Marketing-Power konnte Stax aber nicht für das Erstlingswerk aktivieren, das stilistisch auch noch absolut aus dem Rahmen der sonstigen LPs der Firma fiel. Frustriert warf Chris Bell danach den Bettel hin, und der Ex-Box Tbps-Sänger Chilton musste sich mehr der Songschreiberqualitäten seines Bassgitarristen Andy Hummel versichern, der sich auf dem Debüt mit dem „India Song als Harrison-Fan vorgestellt hatte.
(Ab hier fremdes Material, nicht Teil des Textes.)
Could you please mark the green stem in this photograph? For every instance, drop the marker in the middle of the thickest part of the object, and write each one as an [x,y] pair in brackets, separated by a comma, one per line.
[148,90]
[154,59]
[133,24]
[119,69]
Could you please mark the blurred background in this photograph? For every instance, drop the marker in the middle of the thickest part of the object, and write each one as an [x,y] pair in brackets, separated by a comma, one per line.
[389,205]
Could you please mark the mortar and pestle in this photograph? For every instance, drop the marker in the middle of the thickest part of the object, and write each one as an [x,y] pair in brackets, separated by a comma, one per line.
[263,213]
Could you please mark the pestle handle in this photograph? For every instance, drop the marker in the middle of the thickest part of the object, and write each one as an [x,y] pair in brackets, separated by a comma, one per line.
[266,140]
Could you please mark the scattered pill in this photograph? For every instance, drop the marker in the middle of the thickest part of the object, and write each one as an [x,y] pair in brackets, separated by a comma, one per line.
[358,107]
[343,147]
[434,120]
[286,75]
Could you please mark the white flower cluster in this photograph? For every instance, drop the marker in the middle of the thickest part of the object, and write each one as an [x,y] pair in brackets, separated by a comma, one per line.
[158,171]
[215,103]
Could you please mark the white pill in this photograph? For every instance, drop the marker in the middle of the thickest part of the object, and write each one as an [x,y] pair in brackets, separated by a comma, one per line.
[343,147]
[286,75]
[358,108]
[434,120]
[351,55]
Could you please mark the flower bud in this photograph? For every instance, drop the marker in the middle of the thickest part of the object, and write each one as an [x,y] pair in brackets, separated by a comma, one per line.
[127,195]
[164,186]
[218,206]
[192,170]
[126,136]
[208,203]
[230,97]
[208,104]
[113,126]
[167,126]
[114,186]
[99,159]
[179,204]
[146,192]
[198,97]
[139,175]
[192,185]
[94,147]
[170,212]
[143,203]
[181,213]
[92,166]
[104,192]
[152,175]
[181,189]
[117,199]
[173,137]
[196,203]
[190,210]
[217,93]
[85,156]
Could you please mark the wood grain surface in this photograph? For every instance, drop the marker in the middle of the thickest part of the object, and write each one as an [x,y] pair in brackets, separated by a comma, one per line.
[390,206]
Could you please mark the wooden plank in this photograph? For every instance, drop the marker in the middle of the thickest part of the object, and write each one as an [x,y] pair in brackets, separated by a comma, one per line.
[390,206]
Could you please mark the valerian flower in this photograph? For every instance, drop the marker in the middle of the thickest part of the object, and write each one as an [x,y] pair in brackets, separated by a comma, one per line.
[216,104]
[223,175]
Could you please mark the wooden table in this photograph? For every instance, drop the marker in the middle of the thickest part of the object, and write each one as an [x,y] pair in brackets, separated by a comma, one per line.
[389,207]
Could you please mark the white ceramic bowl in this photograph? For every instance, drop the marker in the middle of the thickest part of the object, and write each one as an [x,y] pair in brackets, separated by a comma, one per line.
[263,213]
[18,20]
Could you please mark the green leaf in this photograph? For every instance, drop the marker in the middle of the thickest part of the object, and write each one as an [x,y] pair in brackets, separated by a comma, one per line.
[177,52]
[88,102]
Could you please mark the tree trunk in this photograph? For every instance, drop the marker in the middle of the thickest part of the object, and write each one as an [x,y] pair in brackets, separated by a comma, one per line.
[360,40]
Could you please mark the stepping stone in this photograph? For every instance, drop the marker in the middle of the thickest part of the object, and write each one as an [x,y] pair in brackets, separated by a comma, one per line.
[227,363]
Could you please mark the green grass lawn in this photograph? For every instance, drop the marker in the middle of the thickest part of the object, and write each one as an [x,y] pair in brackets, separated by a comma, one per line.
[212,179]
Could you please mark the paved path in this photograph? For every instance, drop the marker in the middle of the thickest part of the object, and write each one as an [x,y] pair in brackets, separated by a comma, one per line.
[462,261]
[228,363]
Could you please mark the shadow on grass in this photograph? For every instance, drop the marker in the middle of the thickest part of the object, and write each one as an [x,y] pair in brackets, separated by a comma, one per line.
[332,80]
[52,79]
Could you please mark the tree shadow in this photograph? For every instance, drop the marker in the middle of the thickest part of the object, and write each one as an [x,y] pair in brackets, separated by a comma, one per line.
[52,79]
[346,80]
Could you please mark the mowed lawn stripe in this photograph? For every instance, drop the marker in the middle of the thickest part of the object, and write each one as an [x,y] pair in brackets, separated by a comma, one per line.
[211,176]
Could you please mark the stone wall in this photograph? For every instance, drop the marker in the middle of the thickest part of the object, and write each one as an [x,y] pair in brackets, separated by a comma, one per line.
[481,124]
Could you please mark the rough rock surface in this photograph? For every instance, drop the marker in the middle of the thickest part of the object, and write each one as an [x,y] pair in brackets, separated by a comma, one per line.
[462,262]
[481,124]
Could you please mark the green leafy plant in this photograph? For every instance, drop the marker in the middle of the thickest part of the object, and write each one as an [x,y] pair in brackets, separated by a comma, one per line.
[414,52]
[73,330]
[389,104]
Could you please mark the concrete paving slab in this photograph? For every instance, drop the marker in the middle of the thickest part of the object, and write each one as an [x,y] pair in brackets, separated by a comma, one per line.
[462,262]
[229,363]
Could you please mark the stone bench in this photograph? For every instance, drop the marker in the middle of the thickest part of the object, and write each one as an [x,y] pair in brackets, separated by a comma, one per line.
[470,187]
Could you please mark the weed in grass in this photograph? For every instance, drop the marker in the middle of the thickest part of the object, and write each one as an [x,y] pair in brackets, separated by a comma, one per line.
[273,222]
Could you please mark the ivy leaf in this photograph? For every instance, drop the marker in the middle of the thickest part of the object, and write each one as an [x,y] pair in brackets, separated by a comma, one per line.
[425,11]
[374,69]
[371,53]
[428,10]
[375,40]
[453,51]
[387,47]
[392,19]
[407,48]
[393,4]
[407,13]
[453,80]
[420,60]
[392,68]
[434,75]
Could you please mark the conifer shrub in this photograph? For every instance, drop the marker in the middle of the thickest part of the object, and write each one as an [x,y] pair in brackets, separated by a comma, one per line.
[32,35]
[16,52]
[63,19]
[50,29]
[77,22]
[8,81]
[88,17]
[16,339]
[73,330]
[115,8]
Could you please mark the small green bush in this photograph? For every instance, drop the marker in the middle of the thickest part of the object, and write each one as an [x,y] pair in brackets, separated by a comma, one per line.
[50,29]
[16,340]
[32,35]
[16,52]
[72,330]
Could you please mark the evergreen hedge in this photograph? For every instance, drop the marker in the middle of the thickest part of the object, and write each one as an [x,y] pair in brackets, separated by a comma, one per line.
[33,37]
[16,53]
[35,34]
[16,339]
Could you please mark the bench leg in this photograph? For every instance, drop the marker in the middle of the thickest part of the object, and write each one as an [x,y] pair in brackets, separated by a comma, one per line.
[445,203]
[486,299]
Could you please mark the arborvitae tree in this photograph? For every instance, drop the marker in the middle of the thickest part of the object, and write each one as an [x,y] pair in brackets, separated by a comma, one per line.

Als später die dB’s und The Dream Syndicate, R.E.M. und This Mortal Coil, Primal Scream, Replacements, Bangles und andere zugaben, wieviel sie dem wundervollen Einstand des Quartetts verdankten, war Chilton fast zur Parodie seiner eigenen Legende mutiert.

Für die zum Trio geschrumpfte Besetzung schrieb er nicht weniger hitverdächtige Songs als zuvor. „Radio City“ enthielt wieder beatleske wie „Back Of A Car“ balladeske wie, „I’m In Love With A Girl“ und nachmals viel gerühmte wie „September Gurls“ und „She’s A Mover“, viele jetzt mit stärkerem Akzent auf dem Roll im Rock’n’Roll und weniger Pop-orientiert „O My Soul“, erster Song auf dem Album, war gar eine Rückkehr zu alten Box Tops-Tagen.

Chilton ließ sich selbst durch den Misserfolg dieser Platte nicht entmutigen, im Gegenteil: In manchen Zirkeln gilt das Folge-Album „Third/Sister Lovers“ als seine größte Genietat. Die neue Hybrid SACD-Version der ersten Big Star-LPs kommt mit denselben Liner Notes wie die „Twofer“-Edition von 1992. Essential listening!